İnsan, akıl sahibi bir varlıktır. Akli ve bilişsel yetenekleri sayesinde kişi, neyin kendisi için iyi, neyin kötü olduğuna karar verebilir. İnsan, aklı sayesinde hayatını düzenleyen, şekillendiren ve yöneten varlıktır. İnsanın bir başkasına bağımlı olmaya ihtiyacı yoktur. Herkes aklını kullanarak diğer insanlarla ilişkiler kurarak hayatını yaşama şeklinde bir sorumluluğa sahiptir.
Hiç kimse akıl, düşünce bilinç açısından geri ve yetersiz değildir. İnsanların akıllarının, bilinçlerinin ve düşüncelerinin körelmesini ve körleşmesini isteyen kişiler, gruplar, güçler ve anlayışlar vardır. İnsan üzerinde tahakküm kurmak isteyen, ekonomik, toplumsal ve siyasal çıkarlarının devamını sağlamak için insanlardan düşünmemelerini, özel yetenek ve güçlere sahip olduğu vehmedilen birtakım insanların kendileri için en doğruyu, iyiyi ve güzeli bildiğini ve yaptığını iddia ederler. Başkalarının bizim yerimize en doğruyu düşündüğüne ve bu yüzden bizim aklımızı kullanmaya ihtiyaç duymadığımıza inanmamız, içine düşebileceğimiz en tehlikeli ve ölümcül yanılgı ve yanılsamadır.
Aklımızı, kalbimizi, maneviyatımızı ve hayatımızı hiçbir şekilde hiç kimsenin kontrolüne, yönetimine ve yönlendirmesine vermemeliyiz. Aklımızı ve hayatımızı büyük yeteneklere ve güçlere sahip olduklarını vehmettiğimiz kişilerin kontrolüne verdiğimiz takdirde, hayatımızı köleler olarak yaşayacağımızı unutmamalıyız.

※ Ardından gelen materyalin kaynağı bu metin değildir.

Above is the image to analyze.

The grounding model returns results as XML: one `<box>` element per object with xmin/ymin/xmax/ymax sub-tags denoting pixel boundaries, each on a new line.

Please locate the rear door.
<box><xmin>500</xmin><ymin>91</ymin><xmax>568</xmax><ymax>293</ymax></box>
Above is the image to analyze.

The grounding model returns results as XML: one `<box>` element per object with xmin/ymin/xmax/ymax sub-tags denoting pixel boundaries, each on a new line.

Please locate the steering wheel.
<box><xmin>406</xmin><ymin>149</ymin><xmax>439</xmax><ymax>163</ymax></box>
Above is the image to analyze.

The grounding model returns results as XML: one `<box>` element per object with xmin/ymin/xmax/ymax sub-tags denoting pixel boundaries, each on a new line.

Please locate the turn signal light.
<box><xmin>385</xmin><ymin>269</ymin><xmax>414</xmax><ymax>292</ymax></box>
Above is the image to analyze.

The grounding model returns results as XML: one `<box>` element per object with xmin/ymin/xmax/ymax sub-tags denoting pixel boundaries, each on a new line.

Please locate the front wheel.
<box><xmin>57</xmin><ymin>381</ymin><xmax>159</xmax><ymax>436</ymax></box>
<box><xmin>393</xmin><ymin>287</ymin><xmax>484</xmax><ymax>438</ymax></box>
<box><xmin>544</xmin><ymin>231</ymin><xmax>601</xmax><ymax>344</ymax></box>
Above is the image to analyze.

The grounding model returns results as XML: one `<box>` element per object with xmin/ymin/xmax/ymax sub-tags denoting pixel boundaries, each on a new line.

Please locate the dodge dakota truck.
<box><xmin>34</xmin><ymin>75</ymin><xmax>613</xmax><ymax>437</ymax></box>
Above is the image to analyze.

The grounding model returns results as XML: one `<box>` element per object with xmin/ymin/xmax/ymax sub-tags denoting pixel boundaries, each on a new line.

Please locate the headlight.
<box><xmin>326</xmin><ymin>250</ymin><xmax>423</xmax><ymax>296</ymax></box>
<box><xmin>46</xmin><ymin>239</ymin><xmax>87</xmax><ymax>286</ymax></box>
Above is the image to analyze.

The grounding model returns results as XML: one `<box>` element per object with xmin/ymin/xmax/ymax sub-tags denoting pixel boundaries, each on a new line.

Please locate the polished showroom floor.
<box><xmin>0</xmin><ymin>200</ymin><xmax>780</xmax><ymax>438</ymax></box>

En kötü hayat, başkalarının kontrolünde, yönlendirmesinde ve yönetiminde yaşanılan hayattır.
Aklımızı kullanmayarak aklımızı köreltmek ve işlevsizleştirmek kişi olarak ahlaki, felsefi, bilimsel, manevi ve sanatsal açılardan gelişmemize engel olur. Aklı olmayanın dini, felsefesi, bilimi, ahlakı ve maneviyatı yoktur. İnsan gelişmek için aklını kullanmalıdır. Hayatını sürdürmek için insan aklını kullanmalıdır. Aklın kullanılmaması, kişiyi ilkel ve çocuksu bir düzeyde kalmaya mahkum etmektedir. Olgunlaşmak ve gelişmek için insan, her durumda aklını kullanmalıdır. Aklın kullanılması konusunda kişinin utanmasına, korkmasına veya ürkek davranmasına gerek yoktur. Aklın kullanılması konusunda kişi cesur, kararlı ve azimli olmalıdır.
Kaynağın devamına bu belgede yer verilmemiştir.